We have a number of Ubiquiti AirFiber devices deployed across our network and I’d like to be able to craft a rule that will alert us when a given device is over 85% of available capacity. Unfortunately, the devices do not appear to self-report a utilization figure through SNMP. That would be too easy, I suppose.
The issue I’m running into is that available capacity is dynamic depending on environmental conditions, so I can’t just compare throughput to a fixed number. I need to compare two values from completely separate tables within libre and I’m not sure if this is even doable?
For a given device, I need to compare eth0 ifInOctets_rate*8 with the airfiber TX rate, and vice versa (outoctetsrate with RX rate). The AirFiber devices report traffic throughput on an interface that it names eth0 which has a defined “speed” of 10mbit/sec; as the connection is asymmetrical, I can’t even go in and manually tweak the “speed” as this would prevent us from being notified about congestion in the lower-bandwidth direction.

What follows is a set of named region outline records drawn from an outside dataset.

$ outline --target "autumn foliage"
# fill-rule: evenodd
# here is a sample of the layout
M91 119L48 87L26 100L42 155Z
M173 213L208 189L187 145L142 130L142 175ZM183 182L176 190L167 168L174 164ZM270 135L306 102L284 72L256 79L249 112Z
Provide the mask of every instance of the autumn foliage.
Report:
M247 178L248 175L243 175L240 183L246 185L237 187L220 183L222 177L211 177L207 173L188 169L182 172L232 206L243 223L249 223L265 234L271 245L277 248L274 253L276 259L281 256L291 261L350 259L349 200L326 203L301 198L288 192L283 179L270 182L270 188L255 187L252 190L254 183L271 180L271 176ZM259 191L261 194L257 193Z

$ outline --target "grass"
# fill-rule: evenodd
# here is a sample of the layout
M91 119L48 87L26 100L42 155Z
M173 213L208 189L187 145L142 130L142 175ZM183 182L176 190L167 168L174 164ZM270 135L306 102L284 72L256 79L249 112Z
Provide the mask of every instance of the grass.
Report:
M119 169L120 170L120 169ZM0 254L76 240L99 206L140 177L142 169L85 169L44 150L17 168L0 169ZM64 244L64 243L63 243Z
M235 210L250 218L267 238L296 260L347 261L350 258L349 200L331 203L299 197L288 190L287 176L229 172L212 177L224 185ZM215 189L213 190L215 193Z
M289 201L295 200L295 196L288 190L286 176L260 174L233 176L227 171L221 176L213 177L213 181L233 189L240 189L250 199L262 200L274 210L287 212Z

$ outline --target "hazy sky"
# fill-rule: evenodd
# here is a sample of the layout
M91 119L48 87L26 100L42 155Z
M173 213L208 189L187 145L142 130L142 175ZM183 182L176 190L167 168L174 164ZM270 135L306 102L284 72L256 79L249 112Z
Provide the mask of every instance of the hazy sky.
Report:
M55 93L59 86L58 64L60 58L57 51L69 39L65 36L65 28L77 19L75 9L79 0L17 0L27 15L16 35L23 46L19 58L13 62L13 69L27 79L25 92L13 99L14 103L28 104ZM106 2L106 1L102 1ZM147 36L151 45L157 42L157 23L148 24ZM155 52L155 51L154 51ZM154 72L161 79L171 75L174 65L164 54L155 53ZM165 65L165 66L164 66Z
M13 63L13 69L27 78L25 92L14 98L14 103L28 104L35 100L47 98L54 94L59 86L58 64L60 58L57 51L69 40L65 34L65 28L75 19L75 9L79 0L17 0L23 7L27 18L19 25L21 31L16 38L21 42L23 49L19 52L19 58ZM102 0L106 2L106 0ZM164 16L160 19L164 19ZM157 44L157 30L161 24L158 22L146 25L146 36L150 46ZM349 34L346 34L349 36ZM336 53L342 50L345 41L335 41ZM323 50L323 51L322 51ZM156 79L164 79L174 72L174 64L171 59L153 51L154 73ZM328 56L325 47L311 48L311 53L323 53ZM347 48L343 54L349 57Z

I can retrieve the TX/RX rates thus;
wireless_sensors.sensor_type = “airos-tx” && wireless_sensors.sensor_class = “rate” provides TX rate in bits/s
wireless_sensors.sensor_type = “airos-rx” && wireless_sensors.sensor_class = “rate” provides RX rate in bits/s
I don’t seem to be able to retrieve the rate number with a single line item (something along the lines of %wireless_sensors.airos-tx.rate?) due to the way wireless sensor information is stored; Here’s where I run into a wall, as my understanding of how the macro/alert system works is tenuous at best, so I don’t know where to go next, or if what I’m trying to do is even achievable.
Could someone help me out with creating a macro or series of macros that will return the current percentage utilization of this AirFiber link, if this is even doable? If I can get to the point where I can retrieve current capacity of the link and compare it to throughput on eth0, I should be able to get the rest of the way myself
A sanitized poller run for this device can be found here: https://pastebin.com/LEbty9b2 in case that’s of any use.
Thanks in advance for the help; if I’m entirely on my own or this would require major changes to a polling module please feel free to tell me to shove off, I’m just at a loss here.